Tightly bound systems
Currently, the usual way to create a system of interdependent components is to design all of the components together and have one component call the methods and properties of another component directly. In our example, the user would request a service from the UserServices component and the UserServices component would make a direct request to the DataServices component to actually perform this service. Figure 1-2 illustrates this process for a request to update a record.
Figure 1-2. Request to update a record in a tightly bound system.
As you can see, the UserServices component will be coded such that it will call the Update method in the DataServices component. If you change the Update method, you will also have to change the code within the UserServices component. This is called a tightly bound system, meaning that components in the system are directly dependent on other components in the system.
This type of system requires you to design all of its components at the same time. You can build the UserServices component first, but you'll need to know what methods the DataServices component will have-in other words, you will need to design the DataServices component at the same time as the UserServices component. When you are creating a Windows DNA system, which spans an entire enterprise that consists of hundreds of components, the task of designing all of the components at the same time can become nearly impossible. Add to this the capability of communicating with components outside the system through extranets, and you may now have a system that cannot be built using tightly bound components.
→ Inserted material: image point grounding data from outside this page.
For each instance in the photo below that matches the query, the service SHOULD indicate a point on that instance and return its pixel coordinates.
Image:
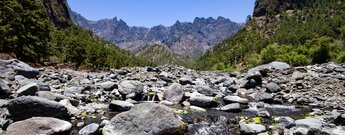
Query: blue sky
(166, 12)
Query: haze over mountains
(188, 39)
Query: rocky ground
(272, 99)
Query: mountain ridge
(184, 38)
(299, 32)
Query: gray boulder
(205, 90)
(56, 97)
(251, 128)
(235, 99)
(5, 91)
(22, 68)
(29, 106)
(39, 126)
(273, 87)
(174, 93)
(234, 107)
(128, 87)
(29, 89)
(74, 90)
(109, 86)
(263, 96)
(270, 66)
(119, 105)
(90, 129)
(186, 80)
(146, 119)
(309, 123)
(286, 121)
(203, 101)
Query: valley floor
(269, 99)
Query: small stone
(273, 87)
(186, 80)
(197, 109)
(5, 91)
(301, 131)
(235, 99)
(167, 103)
(80, 124)
(29, 89)
(251, 128)
(103, 123)
(276, 130)
(309, 123)
(263, 96)
(109, 86)
(264, 114)
(205, 90)
(286, 121)
(234, 107)
(174, 93)
(203, 101)
(90, 129)
(119, 105)
(4, 123)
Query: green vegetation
(27, 31)
(314, 32)
(24, 29)
(160, 55)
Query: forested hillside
(42, 31)
(161, 55)
(298, 32)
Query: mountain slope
(299, 32)
(42, 31)
(183, 38)
(161, 55)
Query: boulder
(22, 68)
(263, 96)
(174, 93)
(197, 109)
(4, 123)
(309, 123)
(286, 121)
(73, 111)
(56, 97)
(251, 128)
(39, 126)
(205, 90)
(234, 107)
(203, 101)
(264, 114)
(146, 119)
(235, 99)
(128, 87)
(119, 105)
(273, 87)
(90, 129)
(186, 80)
(74, 90)
(270, 66)
(5, 90)
(29, 89)
(29, 106)
(109, 86)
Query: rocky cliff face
(184, 38)
(58, 12)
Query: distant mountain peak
(190, 39)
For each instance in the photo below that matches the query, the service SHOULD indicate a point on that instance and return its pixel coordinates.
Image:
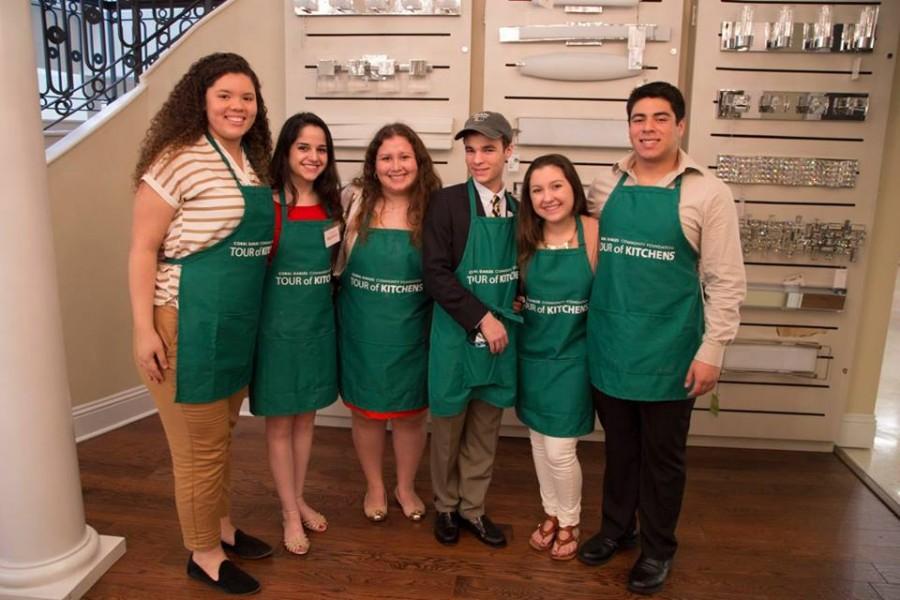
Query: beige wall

Corporations usually have many existing tightly bound systems. These systems do not always need to be replaced, but might need to be upgraded with newer components that can communicate with the older components. Tightly bound components can be appropriate in systems that have few components. XML can be used to build or augment tightly bound systems by using SOAP. Using SOAP, one component can call the methods or set the properties of another component using XML and HTTP.
Loosely bound systems
To solve the problems of the tightly bound system, we must do some rethinking. We need to allow components to request services without knowing in advance which component will actually perform that service-in other words, we need to create a loosely bound system.
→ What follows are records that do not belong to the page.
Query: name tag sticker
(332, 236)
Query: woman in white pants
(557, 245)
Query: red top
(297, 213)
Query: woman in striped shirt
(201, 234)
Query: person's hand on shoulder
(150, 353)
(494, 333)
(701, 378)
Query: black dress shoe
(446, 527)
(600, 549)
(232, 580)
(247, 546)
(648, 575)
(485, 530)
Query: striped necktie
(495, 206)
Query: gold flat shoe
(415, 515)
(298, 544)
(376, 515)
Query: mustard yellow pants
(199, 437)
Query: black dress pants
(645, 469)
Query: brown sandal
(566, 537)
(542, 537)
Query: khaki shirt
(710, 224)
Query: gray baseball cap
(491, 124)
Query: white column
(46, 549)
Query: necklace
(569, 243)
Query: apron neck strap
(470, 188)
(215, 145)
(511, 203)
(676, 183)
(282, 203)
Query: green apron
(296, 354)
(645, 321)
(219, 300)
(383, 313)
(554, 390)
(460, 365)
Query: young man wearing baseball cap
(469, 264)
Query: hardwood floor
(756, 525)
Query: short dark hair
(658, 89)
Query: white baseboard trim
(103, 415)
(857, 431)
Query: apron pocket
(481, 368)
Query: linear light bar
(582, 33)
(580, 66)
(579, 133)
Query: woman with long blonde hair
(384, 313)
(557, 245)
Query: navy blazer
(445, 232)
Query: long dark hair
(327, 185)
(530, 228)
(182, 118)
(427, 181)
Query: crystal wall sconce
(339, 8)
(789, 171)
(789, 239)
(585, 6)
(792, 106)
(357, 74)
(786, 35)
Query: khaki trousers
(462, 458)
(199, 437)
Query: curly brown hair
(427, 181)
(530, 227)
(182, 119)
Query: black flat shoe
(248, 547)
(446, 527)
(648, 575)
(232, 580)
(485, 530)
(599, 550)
A request for a service can be considered as a message. When a component requests a service, it sends a message to another component specifying what it wants the other component to do. A request for a service can also contain additional information that is required to perform the service (such as the ID of the record that is about to be updated and the updated values for the record).
To request a service in a loosely bound system, a component packages the request in a message that is passed to a messaging component. The messaging component will then be responsible for determining the message type and identifying which component will provide the services associated with the message. Our update request will now look like the one shown in Figure 1-3.
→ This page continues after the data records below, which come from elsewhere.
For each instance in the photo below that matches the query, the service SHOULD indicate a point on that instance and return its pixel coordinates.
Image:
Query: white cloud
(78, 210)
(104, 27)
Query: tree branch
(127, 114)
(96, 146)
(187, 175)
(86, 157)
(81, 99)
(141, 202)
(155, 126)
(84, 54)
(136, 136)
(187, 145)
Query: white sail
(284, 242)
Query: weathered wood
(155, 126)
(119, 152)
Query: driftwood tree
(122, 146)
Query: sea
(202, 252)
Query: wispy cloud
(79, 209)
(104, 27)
Figure 1-3. Request to update a record in a loosely bound system.
In the loosely bound system, the UserServices component does not need any information about the DataServices component; it needs to know only the format of the update message. The DataServices component, including its interface, can be completely and repeatedly rewritten, and nothing will have to change in the UserServices component as long as the DataServices component still works with the same message format.
Building on this example, suppose we have two corporations: Corporation A and its partner, Corporation B. As you can see in Figure 1-3, it's quite possible that the UserServices component is running in Corporation A and the DataServices component is running in Corporation B. Neither corporation has to be concerned about using the same platforms or the same types of components or about any of the details of the components running in the other corporation. As long as both corporations can agree on a standard format for messages, they will be able to request services on each other's systems. BizTalk is all about creating these standard formats for messages used in business-to-business (B2B) communications. Thus, BizTalk will allow the creation of large Windows DNA systems that support both the internal DNS for the corporation's knowledge workers and the extranet for the corporate partners.